Fortnum erhob sich. «Sie verlangen also nicht nur, dass ich mich selbst einem extremen Risiko aussetze, sondern auch, dass ich filme, wie diese Kreatur unsere eigenen Leute zerfleischt. Dass ich dabeistehe und filme, anstatt alles in meinen Kräften Stehende zu tun, um Leben zu retten.»

«Wer weiß? Vielleicht gibt es keine weiteren Angriffe mehr. Vielleicht gibt es diese Kreatur ja gar nicht. Vielleicht zieht der Sturm vorzeitig ab, und wir sind morgen schon hier raus. Aber wir müssen vorbereitet sein, James – für den Fall der Fälle

Fortnum spürte, wie Schock und Unglaube wichen und Ärger von ihm Besitz ergriff. «Wieso wurde Ken Toussaints Kamera im Krankenrevier gefunden, keine zehn Meter von der Stelle entfernt, wo Josh Peters’ Leichnam gelegen hat? Das war der Auftrag, den Sie ihm in der Eingangshalle gegeben haben, nicht wahr? Joshs zerrissenen Leichnam zu filmen.»

«Eine Schande, dass die Videoaufzeichnung zerstört wurde.» Contis Blick ging wieder zum Bildschirm, wo das riesige Luftschiff einmal mehr langsam und eigenartig feierlich zu Boden sank, eingehüllt in Rauch und Flammen. «Primitiv», murmelte er. «Amateurhaft. Aber nicht dieses Mal. Dieses Mal werde ich die Gelegenheit nutzen und diese Dokumentation – diese Autobiographie, diese sich entfaltende Tragödie auf Film bannen. Eine Krise, so unvergesslich wie die Hindenburg… doch diesmal wird der Film ein Kunstwerk sein.»

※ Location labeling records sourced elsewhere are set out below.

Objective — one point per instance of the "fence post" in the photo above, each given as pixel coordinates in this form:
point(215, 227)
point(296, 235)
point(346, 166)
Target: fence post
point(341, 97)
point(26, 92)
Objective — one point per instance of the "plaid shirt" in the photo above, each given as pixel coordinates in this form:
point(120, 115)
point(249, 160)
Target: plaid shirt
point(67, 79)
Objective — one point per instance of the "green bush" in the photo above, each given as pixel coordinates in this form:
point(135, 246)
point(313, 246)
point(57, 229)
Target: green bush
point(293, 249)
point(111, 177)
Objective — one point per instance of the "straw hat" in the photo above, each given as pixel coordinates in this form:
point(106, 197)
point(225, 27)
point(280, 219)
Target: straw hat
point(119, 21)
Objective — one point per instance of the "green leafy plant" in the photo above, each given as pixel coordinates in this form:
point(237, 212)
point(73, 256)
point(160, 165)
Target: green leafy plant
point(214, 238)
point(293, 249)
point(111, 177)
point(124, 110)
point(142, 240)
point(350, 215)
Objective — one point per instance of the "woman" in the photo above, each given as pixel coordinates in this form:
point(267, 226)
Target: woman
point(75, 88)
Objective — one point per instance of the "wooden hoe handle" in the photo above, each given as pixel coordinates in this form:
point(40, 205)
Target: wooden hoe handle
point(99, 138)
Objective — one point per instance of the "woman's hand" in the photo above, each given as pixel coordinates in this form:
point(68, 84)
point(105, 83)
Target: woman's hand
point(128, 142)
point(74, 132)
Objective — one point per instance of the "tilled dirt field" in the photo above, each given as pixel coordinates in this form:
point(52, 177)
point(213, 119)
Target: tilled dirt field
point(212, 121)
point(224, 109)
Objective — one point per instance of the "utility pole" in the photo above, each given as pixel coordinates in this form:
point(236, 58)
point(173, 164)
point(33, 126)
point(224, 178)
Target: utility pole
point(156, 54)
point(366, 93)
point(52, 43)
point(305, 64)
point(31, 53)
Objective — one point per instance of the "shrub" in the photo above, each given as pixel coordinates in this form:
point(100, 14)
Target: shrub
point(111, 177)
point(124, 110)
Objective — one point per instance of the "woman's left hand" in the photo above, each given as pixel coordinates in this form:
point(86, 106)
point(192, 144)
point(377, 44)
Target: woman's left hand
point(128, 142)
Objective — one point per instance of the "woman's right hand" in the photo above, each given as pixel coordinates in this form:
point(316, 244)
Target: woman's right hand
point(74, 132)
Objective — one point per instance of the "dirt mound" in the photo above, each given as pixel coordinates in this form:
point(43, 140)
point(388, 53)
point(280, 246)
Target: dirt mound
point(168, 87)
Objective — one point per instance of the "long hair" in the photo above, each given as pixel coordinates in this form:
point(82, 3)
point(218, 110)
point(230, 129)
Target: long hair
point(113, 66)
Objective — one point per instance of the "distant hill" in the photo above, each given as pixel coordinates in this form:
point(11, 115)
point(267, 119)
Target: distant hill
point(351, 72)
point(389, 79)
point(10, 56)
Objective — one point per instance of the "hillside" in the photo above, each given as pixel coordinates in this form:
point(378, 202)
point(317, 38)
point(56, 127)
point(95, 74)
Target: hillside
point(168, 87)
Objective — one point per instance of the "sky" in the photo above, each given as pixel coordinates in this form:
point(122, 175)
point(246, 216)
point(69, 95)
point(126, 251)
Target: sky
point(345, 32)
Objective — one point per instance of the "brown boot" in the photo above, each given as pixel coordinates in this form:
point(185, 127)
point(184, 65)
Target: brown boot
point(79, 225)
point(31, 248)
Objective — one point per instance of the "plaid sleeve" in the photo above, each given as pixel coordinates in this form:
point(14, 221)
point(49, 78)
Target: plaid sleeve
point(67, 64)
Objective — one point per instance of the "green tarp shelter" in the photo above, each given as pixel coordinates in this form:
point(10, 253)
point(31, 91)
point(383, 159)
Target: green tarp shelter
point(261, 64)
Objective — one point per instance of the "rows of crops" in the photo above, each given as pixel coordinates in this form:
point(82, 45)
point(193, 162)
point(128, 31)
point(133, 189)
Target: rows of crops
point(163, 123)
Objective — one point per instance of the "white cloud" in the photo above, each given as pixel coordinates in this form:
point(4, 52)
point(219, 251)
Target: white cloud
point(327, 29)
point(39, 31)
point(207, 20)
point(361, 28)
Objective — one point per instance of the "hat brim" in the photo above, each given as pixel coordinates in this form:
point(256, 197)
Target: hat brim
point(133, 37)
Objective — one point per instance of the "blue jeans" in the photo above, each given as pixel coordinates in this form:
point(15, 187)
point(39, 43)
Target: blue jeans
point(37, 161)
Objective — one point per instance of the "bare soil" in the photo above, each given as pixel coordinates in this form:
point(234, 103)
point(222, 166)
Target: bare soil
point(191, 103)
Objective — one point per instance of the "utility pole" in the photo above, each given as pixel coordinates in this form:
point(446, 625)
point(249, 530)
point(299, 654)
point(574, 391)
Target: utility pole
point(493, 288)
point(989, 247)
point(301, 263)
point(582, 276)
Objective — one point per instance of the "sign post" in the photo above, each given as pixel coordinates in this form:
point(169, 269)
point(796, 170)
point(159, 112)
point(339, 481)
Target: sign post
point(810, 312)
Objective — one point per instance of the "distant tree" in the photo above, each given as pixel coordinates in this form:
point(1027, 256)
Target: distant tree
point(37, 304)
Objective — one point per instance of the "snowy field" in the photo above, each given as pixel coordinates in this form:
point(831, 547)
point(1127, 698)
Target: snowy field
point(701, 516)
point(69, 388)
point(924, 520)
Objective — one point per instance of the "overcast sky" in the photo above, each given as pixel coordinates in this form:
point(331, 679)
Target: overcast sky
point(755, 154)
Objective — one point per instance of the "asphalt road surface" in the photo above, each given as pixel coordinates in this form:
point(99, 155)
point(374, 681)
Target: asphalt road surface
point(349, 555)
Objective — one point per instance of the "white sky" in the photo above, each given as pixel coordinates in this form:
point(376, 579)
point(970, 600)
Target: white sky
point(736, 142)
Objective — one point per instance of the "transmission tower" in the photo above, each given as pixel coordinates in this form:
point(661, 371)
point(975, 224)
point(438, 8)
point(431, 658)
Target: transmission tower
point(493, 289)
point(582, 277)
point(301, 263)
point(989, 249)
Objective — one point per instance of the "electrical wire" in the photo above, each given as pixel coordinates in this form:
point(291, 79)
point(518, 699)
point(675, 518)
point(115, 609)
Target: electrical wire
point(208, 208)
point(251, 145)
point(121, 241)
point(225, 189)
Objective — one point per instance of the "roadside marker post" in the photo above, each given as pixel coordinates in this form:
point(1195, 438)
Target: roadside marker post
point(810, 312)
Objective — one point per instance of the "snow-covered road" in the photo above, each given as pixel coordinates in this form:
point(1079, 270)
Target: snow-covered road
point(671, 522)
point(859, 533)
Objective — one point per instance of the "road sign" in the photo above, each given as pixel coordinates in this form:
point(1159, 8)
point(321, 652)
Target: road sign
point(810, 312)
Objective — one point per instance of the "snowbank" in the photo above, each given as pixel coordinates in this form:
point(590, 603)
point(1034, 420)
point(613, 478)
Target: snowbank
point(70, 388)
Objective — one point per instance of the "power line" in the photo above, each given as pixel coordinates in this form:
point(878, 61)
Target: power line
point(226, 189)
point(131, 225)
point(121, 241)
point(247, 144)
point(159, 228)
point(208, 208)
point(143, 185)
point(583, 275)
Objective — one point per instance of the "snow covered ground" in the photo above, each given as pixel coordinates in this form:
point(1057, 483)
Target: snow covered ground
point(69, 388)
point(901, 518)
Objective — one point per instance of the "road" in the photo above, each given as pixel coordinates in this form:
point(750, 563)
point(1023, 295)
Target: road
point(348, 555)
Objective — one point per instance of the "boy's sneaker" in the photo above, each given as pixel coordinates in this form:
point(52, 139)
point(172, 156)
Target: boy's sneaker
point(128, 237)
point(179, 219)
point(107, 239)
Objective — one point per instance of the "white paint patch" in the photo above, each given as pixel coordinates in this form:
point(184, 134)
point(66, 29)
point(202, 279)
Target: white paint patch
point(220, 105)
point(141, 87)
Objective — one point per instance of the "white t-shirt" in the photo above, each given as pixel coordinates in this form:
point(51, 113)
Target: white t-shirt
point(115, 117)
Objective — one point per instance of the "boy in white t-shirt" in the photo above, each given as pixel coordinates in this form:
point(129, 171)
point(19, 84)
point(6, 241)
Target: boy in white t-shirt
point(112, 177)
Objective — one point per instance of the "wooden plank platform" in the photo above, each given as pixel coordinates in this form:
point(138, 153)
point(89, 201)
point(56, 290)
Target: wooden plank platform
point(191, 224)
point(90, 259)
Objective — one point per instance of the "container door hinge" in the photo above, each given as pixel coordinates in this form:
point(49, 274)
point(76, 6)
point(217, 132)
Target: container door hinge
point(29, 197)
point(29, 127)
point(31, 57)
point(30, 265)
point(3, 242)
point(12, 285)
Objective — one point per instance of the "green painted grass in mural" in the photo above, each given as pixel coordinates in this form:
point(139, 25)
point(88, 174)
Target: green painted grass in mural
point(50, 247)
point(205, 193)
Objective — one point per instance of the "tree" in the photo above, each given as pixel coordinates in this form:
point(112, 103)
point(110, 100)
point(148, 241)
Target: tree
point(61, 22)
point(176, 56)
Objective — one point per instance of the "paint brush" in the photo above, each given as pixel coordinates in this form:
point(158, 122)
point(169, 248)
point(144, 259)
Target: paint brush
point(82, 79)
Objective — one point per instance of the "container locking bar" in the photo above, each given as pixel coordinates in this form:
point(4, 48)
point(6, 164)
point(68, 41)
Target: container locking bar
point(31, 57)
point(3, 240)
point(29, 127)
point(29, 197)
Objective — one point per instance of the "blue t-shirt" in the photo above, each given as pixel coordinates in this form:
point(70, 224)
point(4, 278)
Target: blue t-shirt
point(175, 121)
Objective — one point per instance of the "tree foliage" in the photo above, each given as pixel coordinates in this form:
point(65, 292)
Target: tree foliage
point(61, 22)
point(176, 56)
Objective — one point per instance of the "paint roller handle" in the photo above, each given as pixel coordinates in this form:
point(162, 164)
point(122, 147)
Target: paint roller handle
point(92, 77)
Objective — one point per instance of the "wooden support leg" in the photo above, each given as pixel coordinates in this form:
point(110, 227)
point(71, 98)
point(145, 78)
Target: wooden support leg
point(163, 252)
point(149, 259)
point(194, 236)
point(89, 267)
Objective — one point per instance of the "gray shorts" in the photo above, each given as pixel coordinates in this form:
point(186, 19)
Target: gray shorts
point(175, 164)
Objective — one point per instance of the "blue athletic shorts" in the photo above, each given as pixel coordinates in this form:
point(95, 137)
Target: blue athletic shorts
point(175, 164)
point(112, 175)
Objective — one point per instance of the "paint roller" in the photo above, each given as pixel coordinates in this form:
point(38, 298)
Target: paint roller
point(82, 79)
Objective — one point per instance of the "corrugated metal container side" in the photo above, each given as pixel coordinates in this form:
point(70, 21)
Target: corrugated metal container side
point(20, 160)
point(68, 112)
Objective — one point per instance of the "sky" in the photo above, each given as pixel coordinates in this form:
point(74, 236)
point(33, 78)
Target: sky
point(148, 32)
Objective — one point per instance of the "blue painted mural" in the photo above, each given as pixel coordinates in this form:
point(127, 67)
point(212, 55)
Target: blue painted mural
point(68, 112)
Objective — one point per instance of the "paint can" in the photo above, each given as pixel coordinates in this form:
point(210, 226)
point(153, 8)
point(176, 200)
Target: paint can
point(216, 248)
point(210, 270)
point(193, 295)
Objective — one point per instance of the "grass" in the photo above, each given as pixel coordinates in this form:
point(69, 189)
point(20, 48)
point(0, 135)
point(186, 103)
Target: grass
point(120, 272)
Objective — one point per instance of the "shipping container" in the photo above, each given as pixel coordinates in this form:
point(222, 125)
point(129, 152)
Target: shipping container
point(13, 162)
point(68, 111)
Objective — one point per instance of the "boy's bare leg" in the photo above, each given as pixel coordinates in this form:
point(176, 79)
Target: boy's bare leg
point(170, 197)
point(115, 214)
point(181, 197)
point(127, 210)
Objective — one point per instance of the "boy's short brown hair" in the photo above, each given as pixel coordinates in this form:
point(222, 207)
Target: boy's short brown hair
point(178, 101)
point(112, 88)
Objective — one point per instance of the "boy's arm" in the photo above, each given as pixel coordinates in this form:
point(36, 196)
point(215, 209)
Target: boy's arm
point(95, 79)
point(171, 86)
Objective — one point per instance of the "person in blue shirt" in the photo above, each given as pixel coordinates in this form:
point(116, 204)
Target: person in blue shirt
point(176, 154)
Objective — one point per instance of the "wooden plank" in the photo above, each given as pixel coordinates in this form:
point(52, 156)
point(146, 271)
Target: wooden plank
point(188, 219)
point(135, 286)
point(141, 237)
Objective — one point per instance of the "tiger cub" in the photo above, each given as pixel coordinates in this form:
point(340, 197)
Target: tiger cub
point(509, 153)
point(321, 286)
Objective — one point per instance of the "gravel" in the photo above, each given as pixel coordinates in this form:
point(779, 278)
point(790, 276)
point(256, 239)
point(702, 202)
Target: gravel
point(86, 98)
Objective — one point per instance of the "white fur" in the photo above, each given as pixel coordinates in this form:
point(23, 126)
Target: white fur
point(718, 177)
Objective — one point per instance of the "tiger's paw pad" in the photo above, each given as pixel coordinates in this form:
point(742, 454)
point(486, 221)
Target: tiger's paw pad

Fortnum versteifte sich. «Peters’ Tod für Betroffenheitsszenen auszunutzen war schlimm genug … aber das hier? Ich will damit nichts zu tun haben. Und ich denke, Sie sind ein Monster. Allein dafür, dass Sie es wagen, so etwas Widerwärtiges vorzuschlagen!»

Es dauerte einen Moment, bis sich Conti vom Bildschirm losgerissen hatte. Er sah Fortnum an. «Sie arbeiten für mich», sagte er. «Wenn Sie nicht das Zeug haben, um zu tun, was in dieser Situation getan werden muss, dann sind Sie nicht als Dokumentarfilmer geeignet. Ich werde dafür sorgen, dass Sie in diesem Geschäft erledigt sind.»

«Irgendwie habe ich das Gefühl, dass der eine oder andere von uns längst erledigt ist. Er weiß es nur noch nicht», entgegnete Fortnum. Mit diesen Worten machte er auf dem Absatz kehrt und stürmte aus Contis Quartier.